Post Downloader

A comprehensive toolset for downloading and archiving blog posts from various platforms. This project includes tools for processing Medium, AWS, and Hugging Face blog posts with image downloads, HTML cleaning, and local archiving.

Demo

See the processed results in action:

AWS Blog Posts - 68 AWS blog posts (2018-2021)
Hugging Face Blog Posts - 25 Hugging Face blog posts (2021-2024)
Medium Blog Posts - 25+ Medium blog posts (2015-2021)

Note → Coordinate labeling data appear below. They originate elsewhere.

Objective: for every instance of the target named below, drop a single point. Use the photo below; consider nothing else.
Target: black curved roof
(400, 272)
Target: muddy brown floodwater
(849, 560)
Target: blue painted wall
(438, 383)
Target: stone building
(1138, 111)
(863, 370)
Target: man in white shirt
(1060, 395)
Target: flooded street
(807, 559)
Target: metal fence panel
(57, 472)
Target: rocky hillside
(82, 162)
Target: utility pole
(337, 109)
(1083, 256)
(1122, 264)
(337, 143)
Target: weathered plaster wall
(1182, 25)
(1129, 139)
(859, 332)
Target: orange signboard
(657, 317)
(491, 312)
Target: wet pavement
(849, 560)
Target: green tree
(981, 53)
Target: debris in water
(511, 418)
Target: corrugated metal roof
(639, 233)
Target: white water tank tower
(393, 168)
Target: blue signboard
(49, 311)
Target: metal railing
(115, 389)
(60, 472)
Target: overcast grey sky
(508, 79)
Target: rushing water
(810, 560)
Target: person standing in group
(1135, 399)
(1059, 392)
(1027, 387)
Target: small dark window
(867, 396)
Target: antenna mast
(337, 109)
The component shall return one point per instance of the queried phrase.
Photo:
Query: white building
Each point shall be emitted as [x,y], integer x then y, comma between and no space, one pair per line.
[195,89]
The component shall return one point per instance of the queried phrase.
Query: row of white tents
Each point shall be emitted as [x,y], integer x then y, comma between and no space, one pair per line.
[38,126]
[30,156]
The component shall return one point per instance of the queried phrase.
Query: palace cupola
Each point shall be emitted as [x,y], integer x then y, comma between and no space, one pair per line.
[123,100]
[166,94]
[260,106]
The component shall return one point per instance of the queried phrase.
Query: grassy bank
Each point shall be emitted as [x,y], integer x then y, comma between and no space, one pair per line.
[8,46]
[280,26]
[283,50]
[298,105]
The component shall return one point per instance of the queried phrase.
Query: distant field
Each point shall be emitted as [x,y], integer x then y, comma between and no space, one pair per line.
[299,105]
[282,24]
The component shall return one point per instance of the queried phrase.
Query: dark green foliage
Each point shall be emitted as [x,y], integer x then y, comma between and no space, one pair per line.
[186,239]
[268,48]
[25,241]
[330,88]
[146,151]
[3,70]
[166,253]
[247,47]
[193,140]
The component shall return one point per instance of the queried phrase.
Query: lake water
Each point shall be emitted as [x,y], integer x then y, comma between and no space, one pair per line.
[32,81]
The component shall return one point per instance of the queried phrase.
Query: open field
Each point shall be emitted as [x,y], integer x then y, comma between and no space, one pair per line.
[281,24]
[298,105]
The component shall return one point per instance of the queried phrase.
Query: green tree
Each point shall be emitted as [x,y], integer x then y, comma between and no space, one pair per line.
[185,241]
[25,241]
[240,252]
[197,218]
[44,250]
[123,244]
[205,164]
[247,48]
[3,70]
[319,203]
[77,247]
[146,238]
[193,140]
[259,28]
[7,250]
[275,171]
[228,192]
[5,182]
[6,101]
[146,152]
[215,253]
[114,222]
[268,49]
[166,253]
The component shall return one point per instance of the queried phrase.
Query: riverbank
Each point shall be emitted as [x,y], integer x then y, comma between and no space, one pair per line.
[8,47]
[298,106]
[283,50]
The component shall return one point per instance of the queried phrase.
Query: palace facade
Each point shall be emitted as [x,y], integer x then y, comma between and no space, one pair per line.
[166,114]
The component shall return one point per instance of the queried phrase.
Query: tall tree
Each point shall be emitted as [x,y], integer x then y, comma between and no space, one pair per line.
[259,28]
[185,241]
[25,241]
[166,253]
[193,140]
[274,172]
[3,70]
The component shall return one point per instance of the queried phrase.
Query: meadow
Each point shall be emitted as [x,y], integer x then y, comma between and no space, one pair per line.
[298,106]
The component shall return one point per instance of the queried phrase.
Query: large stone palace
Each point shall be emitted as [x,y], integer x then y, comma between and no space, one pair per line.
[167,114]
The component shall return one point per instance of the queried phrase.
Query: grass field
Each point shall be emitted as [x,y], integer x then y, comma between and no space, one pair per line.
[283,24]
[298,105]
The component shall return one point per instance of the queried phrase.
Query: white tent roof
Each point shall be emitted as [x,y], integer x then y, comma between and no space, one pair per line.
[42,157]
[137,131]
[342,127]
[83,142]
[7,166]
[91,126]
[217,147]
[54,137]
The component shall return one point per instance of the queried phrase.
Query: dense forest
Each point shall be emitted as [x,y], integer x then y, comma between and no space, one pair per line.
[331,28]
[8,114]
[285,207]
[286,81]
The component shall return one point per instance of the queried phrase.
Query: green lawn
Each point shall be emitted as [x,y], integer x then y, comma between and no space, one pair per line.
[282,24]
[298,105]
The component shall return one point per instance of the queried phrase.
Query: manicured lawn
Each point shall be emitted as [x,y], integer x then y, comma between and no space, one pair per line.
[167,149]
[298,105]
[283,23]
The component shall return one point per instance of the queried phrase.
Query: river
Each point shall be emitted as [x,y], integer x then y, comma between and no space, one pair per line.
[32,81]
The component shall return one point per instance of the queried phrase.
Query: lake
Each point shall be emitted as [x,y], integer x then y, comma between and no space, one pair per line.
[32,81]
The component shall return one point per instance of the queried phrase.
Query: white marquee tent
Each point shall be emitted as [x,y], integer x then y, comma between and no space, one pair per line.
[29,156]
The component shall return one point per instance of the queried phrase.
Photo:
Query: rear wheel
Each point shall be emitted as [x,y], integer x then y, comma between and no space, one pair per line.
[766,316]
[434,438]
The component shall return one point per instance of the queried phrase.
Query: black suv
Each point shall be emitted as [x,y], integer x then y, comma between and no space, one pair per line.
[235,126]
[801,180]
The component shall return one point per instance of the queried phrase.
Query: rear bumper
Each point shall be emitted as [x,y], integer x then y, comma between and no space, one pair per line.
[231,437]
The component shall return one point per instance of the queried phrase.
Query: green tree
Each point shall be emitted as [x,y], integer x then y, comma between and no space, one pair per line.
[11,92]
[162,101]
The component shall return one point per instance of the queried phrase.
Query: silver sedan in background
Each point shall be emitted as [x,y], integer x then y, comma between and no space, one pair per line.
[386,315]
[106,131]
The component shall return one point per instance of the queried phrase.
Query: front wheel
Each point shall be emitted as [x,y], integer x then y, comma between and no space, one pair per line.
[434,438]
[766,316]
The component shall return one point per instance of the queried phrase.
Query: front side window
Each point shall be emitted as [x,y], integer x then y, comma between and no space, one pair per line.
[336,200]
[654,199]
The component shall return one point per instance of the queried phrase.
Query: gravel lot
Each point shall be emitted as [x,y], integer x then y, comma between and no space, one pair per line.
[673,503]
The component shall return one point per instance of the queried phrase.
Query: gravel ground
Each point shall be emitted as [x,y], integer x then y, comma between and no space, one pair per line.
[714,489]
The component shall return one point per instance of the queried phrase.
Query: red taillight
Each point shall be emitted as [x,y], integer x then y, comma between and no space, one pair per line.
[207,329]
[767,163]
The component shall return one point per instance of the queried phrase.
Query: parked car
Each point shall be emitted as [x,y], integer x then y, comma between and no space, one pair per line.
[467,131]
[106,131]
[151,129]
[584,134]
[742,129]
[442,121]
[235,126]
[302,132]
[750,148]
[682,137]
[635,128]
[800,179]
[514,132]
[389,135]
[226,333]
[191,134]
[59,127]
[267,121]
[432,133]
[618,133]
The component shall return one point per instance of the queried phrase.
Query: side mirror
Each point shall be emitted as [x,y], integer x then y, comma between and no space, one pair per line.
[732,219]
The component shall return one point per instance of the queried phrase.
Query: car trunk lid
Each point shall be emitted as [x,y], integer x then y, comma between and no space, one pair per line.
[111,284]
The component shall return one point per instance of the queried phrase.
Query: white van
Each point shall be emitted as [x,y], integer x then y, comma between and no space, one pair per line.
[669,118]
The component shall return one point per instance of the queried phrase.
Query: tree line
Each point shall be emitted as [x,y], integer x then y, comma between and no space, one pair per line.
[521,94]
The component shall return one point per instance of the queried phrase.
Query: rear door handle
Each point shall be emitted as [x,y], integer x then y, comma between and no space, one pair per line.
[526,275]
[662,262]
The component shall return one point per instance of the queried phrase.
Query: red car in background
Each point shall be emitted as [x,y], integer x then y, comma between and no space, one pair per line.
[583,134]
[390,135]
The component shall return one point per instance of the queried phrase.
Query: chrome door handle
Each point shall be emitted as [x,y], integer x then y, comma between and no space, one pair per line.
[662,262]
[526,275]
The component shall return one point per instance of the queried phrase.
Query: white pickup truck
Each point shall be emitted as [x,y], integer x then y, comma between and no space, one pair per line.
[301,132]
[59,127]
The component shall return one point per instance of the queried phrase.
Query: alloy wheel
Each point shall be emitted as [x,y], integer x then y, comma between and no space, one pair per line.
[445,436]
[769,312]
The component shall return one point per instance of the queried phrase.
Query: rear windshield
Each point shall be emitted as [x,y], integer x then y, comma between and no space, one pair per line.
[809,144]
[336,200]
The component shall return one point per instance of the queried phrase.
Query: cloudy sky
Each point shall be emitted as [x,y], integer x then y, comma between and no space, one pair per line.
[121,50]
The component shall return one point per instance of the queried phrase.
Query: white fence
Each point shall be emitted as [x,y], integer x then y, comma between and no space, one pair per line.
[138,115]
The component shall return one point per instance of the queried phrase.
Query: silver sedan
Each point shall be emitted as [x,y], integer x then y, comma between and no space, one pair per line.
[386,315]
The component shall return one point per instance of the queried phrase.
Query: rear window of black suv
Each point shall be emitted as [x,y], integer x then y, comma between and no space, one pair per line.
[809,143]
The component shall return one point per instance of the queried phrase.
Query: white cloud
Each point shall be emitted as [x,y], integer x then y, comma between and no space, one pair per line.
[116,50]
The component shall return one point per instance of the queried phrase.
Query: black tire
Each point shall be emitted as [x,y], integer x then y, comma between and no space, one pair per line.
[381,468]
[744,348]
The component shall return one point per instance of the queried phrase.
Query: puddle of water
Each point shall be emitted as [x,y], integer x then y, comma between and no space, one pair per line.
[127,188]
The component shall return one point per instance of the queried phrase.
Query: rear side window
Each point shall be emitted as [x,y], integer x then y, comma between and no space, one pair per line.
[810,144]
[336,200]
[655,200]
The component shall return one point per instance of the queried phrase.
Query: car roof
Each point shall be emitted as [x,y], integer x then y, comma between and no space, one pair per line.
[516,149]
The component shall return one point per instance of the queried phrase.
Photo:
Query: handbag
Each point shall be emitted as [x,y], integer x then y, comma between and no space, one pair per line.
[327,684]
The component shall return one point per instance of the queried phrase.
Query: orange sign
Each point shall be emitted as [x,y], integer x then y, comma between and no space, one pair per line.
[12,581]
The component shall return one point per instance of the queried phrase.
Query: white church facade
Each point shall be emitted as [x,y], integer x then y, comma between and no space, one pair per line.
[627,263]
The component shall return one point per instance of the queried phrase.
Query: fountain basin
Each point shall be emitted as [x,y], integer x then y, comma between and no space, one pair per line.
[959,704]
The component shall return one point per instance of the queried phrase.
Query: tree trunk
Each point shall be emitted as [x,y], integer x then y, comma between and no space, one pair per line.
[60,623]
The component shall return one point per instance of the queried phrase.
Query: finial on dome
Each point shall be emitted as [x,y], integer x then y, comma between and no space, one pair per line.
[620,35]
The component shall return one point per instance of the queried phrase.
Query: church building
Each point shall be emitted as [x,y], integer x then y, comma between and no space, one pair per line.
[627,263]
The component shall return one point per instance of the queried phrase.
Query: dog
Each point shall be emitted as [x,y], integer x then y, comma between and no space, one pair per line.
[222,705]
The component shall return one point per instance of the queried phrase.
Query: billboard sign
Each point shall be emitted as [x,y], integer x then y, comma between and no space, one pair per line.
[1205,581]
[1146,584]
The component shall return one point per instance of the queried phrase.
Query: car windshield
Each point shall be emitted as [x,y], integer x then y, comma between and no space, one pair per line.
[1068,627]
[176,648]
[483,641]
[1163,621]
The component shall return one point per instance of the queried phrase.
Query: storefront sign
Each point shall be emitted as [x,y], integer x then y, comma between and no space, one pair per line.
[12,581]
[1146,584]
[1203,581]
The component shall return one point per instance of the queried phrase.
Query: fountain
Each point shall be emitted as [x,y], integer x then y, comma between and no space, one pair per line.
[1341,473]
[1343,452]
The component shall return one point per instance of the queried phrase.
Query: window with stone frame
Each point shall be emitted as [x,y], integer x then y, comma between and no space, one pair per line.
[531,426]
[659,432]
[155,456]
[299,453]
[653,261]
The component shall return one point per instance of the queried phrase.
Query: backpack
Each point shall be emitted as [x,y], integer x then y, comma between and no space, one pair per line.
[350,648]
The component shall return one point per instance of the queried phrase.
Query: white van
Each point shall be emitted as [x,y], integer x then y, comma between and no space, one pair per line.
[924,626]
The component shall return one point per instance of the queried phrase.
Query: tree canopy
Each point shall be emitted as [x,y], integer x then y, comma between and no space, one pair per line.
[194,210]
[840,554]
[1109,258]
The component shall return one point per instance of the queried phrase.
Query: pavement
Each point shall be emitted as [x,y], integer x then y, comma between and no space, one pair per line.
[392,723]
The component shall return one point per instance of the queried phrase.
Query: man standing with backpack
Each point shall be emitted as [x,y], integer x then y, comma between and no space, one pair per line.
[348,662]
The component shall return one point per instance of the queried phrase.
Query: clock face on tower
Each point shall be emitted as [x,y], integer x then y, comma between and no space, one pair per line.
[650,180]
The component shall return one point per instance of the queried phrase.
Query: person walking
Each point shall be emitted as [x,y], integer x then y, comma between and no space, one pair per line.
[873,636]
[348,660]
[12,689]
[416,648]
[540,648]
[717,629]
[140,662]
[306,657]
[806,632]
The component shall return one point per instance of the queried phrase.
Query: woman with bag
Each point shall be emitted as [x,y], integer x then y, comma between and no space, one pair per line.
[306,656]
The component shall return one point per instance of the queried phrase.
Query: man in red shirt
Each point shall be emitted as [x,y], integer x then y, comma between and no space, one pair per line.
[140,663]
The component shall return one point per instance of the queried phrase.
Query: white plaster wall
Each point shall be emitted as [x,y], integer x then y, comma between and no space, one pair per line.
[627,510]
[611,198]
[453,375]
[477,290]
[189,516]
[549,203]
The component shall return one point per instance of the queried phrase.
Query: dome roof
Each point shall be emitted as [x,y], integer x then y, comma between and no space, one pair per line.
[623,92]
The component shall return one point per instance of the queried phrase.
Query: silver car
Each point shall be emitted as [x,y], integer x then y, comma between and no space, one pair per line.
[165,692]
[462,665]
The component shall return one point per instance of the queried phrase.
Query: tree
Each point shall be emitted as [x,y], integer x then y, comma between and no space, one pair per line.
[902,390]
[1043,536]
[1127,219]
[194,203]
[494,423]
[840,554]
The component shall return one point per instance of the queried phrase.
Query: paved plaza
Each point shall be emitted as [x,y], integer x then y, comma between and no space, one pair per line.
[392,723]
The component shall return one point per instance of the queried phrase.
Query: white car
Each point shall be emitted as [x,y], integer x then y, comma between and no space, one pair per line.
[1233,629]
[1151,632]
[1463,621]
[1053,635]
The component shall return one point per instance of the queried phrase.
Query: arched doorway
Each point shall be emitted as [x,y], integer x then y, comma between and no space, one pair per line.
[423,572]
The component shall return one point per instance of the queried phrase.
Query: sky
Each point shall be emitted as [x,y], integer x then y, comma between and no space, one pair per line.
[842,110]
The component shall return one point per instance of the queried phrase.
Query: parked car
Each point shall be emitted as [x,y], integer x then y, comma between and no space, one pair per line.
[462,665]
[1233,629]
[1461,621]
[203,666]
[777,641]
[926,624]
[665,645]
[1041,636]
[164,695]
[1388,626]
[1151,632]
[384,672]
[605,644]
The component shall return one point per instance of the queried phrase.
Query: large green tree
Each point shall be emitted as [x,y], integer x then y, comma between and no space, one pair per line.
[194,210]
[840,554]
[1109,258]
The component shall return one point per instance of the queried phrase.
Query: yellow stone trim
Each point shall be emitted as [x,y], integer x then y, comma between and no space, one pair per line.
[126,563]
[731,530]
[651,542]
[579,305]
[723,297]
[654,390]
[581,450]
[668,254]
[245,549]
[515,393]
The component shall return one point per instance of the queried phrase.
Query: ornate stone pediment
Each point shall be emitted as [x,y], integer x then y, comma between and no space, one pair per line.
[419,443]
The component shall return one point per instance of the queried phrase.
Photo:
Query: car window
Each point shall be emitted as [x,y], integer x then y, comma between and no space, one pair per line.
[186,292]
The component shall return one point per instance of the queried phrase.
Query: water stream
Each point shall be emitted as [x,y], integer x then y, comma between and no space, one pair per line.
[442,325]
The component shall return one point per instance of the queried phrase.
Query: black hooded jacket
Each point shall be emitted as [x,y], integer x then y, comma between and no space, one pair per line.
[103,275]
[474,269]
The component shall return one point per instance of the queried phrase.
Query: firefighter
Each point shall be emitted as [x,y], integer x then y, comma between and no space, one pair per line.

These pages demonstrate the clean, organized output that this tool produces.

Project Structure

post-downloader/
├── README.md                           # This documentation
├── extract_juliensimon_urls.py        # URL extraction utilities
├── extract_all_juliensimon_urls.py    # Comprehensive URL extraction
├── extract_single_medium_post.py      # Single Medium post extractor
├── requirements_simple.txt             # Dependencies for single post extractor
├── medium/                             # Medium posts processor
│   ├── README.md                      # Medium-specific documentation
│   ├── process_posts.py               # Main Medium processing script
│   ├── requirements.txt               # Python dependencies
│   ├── posts/                         # Original Medium HTML files
│   └── posts_by_year/                 # Processed posts organized by year
├── aws/                               # AWS blog processor
│   ├── README.md                      # AWS-specific documentation
│   ├── aws_blog_downloader.py         # AWS blog processing script
│   ├── requirements.txt               # Python dependencies
│   ├── aws-blog-urls.txt             # AWS blog URLs
│   └── downloads/                     # Processed AWS posts
└── huggingface/                       # Hugging Face blog processor
    ├── README.md                      # Hugging Face-specific documentation
    ├── huggingface_blog_downloader.py # Hugging Face blog processing script
    ├── requirements.txt               # Python dependencies
    ├── huggingface-blog-urls.txt     # Hugging Face blog URLs
    └── downloads/                     # Processed Hugging Face posts

Features

Single Medium Post Extractor

Real Date Conversion: Converts relative dates ("2 days ago") to actual calendar dates
Content Cleaning: Removes unwanted UI elements between subtitle and image
Clean Metadata: Extracts title, author, real date, and source URL
Organized Filenames: Uses date and title for better file organization
Rate Limiting: Respectful delays to avoid being blocked
Error Handling: Robust error handling with graceful fallbacks

Medium Posts Processor (Batch)

Image Processing: Downloads remote images and converts them to WebP format
HTML Cleaning: Removes unwanted Medium-specific attributes and classes
Internal Link Processing: Updates links between posts to reference local files
Year Organization: Automatically organizes processed posts by year
Rate Limiting: Implements aggressive throttling to avoid being blocked

AWS Blog Processor

Comprehensive Download: Downloads AWS blog posts with images
WebP Conversion: Converts images to WebP format for better compression
Sequential Naming: Uses sequential naming for images (image01.webp, etc.)
Error Handling: Robust error handling with detailed logging

Hugging Face Blog Processor

Blog Post Download: Downloads Hugging Face blog posts
Image Processing: Downloads and processes images from posts
Local Archiving: Creates self-contained local archives

Quick Start

Single Medium Post Extraction

For extracting individual Medium posts with clean formatting:

Option 1: Using the existing batch processor (recommended)

cd medium
python process_posts.py --single-post "https://medium.com/@username/post-url"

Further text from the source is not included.